Copilot is just terrible... at least from a software developer point of view, which is all I've really used it for.

It's outright wrong about most things beyond very basic queries (which would be quicker to get an answer for with a quick web search).

But what's most infuriating is how often it tells you something is the answer to your query, you try it, tell it that it's wrong and it replies "Oh yes, sorry for the confusion, here's the correct answer". So it has got the correct data to give you accurate answers, but for some reason it just doesn't.
 
Copilot is just terrible... at least from a software developer point of view, which is all I've really used it for.

It's outright wrong about most things beyond very basic queries (which would be quicker to get an answer for with a quick web search).

But what's most infuriating is how often it tells you something is the answer to your query, you try it, tell it that it's wrong and it replies "Oh yes, sorry for the confusion, here's the correct answer". So it has got the correct data to give you accurate answers, but for some reason it just doesn't.
Sounds like every management team ever.
 
Maybe I missed it, but what is there to even adopt? Until an AI can help perform tasks that I would be doing myself, I'm not interested.

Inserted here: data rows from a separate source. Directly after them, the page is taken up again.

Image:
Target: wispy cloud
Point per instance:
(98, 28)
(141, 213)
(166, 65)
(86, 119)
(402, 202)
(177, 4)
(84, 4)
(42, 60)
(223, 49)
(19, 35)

There seems to be a lot of "cart before the horse" with this AI stuff.
 
"After months of people complaining about how much they don't want a metric S***Ton of privacy violating AI features, M$ is surprised at how low adoption is"

This is what happens when management and marketing department tell the engineers what to do.
 
Copilot is just terrible... at least from a software developer point of view, which is all I've really used it for.

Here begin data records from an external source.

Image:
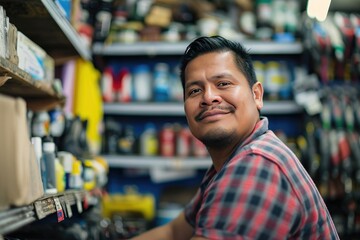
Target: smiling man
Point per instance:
(256, 188)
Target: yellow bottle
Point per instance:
(60, 176)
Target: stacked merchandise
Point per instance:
(331, 97)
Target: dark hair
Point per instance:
(204, 45)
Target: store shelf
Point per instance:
(16, 82)
(45, 24)
(177, 109)
(132, 161)
(15, 218)
(177, 48)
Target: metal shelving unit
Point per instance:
(177, 48)
(61, 204)
(38, 94)
(44, 23)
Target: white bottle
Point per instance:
(142, 83)
(49, 159)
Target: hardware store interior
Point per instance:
(94, 139)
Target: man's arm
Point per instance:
(178, 229)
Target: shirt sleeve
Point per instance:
(248, 199)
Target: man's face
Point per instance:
(220, 106)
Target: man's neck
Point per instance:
(220, 156)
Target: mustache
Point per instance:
(200, 115)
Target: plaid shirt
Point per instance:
(261, 192)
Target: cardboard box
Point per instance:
(20, 178)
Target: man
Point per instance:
(256, 188)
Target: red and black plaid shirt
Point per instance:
(261, 192)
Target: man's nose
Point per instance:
(210, 96)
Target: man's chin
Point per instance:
(217, 138)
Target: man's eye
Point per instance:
(194, 91)
(222, 84)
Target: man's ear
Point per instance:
(258, 92)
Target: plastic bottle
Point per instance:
(142, 83)
(49, 159)
(167, 141)
(149, 141)
(37, 143)
(66, 160)
(161, 82)
(76, 181)
(60, 176)
(40, 124)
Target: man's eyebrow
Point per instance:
(221, 75)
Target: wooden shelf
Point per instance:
(43, 23)
(17, 83)
(17, 217)
(177, 48)
(177, 109)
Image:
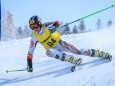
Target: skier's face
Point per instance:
(37, 29)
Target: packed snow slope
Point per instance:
(52, 72)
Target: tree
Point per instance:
(75, 29)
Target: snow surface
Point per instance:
(52, 72)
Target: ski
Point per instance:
(73, 68)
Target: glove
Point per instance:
(29, 64)
(56, 24)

It's outright wrong about most things beyond very basic queries (which would be quicker to get an answer for with a quick web search).

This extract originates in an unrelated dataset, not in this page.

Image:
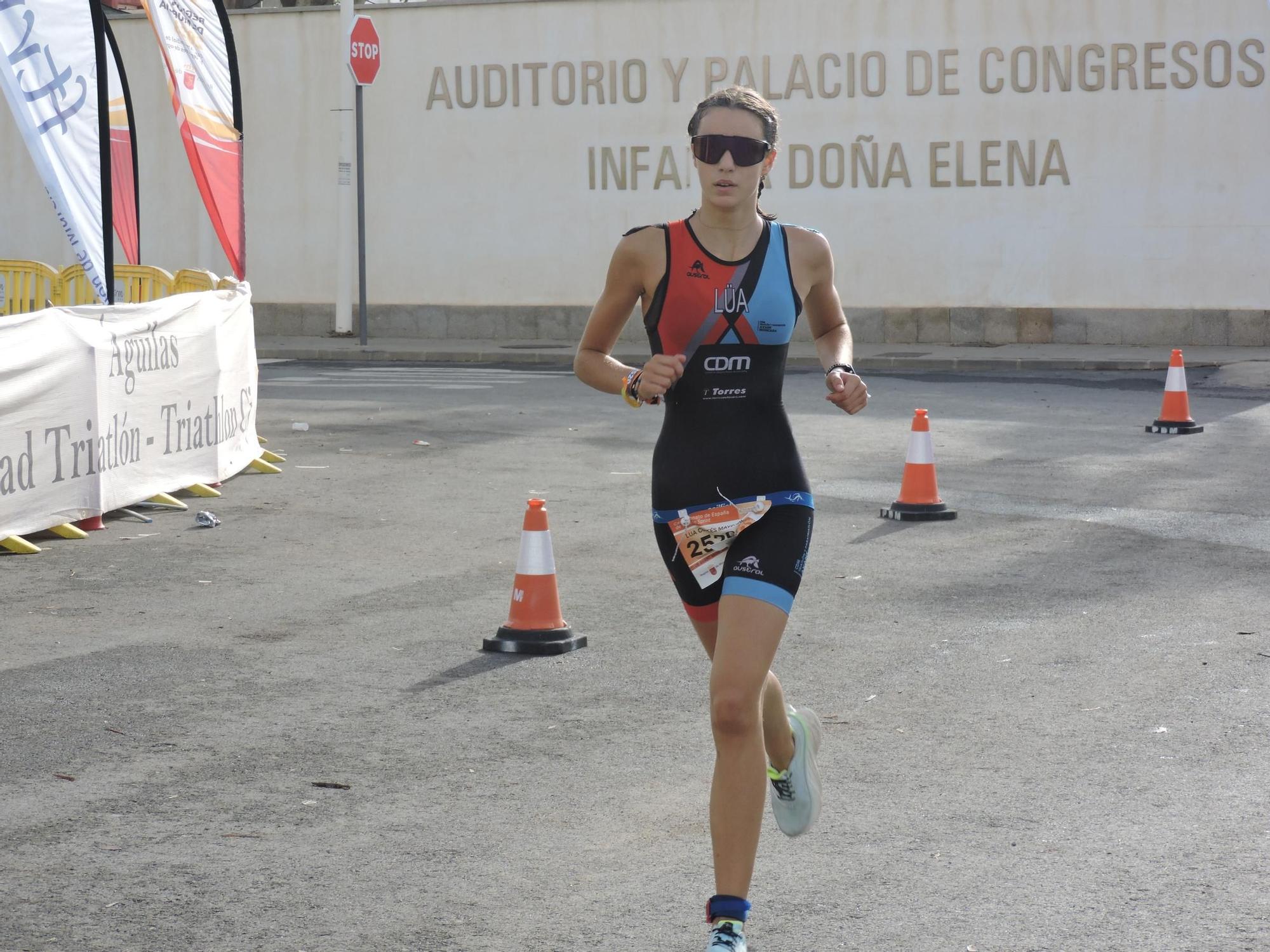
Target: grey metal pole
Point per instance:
(361, 223)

But what's most infuriating is how often it tells you something is the answer to your query, you try it, tell it that it's wrong and it replies "Oh yes, sorry for the confusion, here's the correct answer". So it has got the correct data to give you accurate answers, but for some reason it just doesn't.
One thing I found it useful is when I am not sure what I look for.
I cant form the right question therefore, I kind of ask bizarre questions trying to find what it is I am looking for.
As for the rest, I too do not have a lot of uses for it.
 
Copilot is just terrible... at least from a software developer point of view, which is all I've really used it for.

It's outright wrong about most things beyond very basic queries (which would be quicker to get an answer for with a quick web search).

But what's most infuriating is how often it tells you something is the answer to your query, you try it, tell it that it's wrong and it replies "Oh yes, sorry for the confusion, here's the correct answer". So it has got the correct data to give you accurate answers, but for some reason it just doesn't.
It really doesn't have any correct answers. It calculates probabilities of word combinations, tokens, and spits one out. When corrected, it's often right the second time. That just artificial stupidity.
 
Tried paid Copilot, and ChatGPT, Copilot prompts were annoying, filled with emojis, embedded web links, and inaccuracies. As a developer, it was a nightmare to work with compared to ChatGPT. For a normal person Copilot is probably fine, but I wouldn’t pay for it if I wasn’t using it heavily for dev work (ChatGPT either).